Pagi ini suasana di rumah Ferdi dan Mala tidak seperti biasanya, Mala terlihat lesu dan tidak seceria biasanya. Sedangkan Ferdi hanya diam sembari memikirkan bagaimana cara terbaik untuk menyelesaikan semua ini. Di kepalanya sudah tersusun rencana, menegaskan kepada Bela bahwa dirinya dan perempuan itu hanya sekadar rekan kerja dan kenalan. Lalu memberitahu Mala bahwa tidak ada yang perlu perempuan itu cemaskan. Namun, Ferdi masih ragu apakah perlu memberitahu Mala tentang Bela atau tidak.
Itu urusan belakang, yang penting negasin ke Bela dulu.
"Mas Ferdi mau dibawain bekal?" Ferdi mendongak melihat istrinya yang sudah selesai sarapan dan hendak membawa piring kotornya ke wastafel. Perempuan itu bertanya tanpa menatap Ferdi.
"Boleh. Makasih, Sayang." Mala tersenyum tipis dan mengangguk, perempuan itu memasukkan makanan ke dalam dua kotak bekal, miliknya sendiri dan milik Ferdi. Ferdi menyusul mencuci piringnya di wastafel setelah selesai juga.
"Kamu makannya dikit banget pagi ini," kata Ferdi sembari mencuci piringnya.
"Lagi males, Mas," jawab Mala sekenanya. Ferdi mengembuskan napas berat lalu berjalan mendekati perempuan itu dan memeluk istrinya dari belakang. Mala membiarkan Ferdi melakukan itu walau hatinya teriris. Apa yang sebetulnya sedang Ferdi sembunyikan? Kenapa pria itu tidak memberitahunya? Dia cemas dan takut.
"Kenapa Mas bilang begitu kemarin? Mas Ferdi ngelakuin apa?" Suara yang keluar dari bibir Mala bergetar karena menahan tangis.

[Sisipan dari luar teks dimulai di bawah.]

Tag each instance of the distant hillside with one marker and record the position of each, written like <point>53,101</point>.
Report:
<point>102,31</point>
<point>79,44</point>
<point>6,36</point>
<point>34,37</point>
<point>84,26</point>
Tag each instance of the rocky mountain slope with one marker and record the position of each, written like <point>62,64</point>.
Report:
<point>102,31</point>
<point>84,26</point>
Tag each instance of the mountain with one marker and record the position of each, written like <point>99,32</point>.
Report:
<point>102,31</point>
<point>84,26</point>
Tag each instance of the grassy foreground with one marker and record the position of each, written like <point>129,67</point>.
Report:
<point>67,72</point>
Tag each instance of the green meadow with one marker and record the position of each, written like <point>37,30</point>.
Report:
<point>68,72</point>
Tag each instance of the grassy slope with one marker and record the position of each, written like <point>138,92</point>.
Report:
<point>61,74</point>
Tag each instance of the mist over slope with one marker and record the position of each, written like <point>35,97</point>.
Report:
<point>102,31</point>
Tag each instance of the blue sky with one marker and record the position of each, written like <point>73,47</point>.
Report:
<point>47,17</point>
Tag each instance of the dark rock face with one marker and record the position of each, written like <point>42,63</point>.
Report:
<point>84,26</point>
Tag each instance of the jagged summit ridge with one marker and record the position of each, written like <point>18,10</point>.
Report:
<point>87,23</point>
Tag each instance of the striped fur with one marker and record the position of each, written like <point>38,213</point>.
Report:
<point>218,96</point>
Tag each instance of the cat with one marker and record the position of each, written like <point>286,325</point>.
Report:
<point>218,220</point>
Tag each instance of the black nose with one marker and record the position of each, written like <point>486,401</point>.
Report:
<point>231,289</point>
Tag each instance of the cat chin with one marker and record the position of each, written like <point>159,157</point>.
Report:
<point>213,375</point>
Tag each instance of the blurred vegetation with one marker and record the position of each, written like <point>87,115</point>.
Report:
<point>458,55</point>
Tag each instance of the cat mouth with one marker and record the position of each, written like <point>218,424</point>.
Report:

"Semua manusia pasti punya salah, Mas pasti nggak lepas juga dari perbuatan itu. Mas cuma mau tahu kalau seandainya Mas salah, kamu mau maafin atau enggak?"
Mala melepas pelukan Ferdi dan berbalik, menatap pria itu lekat-lekat, jatuh air mata yang dibendungnya setengah mati. Ferdi terkejut melihat istrinya menangis, pria itu menyeka pipi Mala sedangkan perempuan itu memeluk Ferdi, erat sekali. "Mas tahu nggak sih? Aku takut banget waktu Mas Ferdi bilang begitu. Aku tahu banget kalau Mas Ferdi bilang sesuatu pasti itu udah melewati banyak hal di kepala, bukan lagi sesuatu yang baru dipikirkan."
Ferdi menepuk-nepuk punggung Mala, tetapi dia tidak menjawab sama sekali. Dia tidak bisa menjawabnya dengan jawaban apa pun saat ini. Namun, keputusannya untuk menegaskan hubungan dengan Bela semakin kuat. Bukan konflik yang harus dimenangkan, tetapi hubungannya. Mala terlalu manis dan menyenangkan, kenapa juga dia harus resah dan bimbang?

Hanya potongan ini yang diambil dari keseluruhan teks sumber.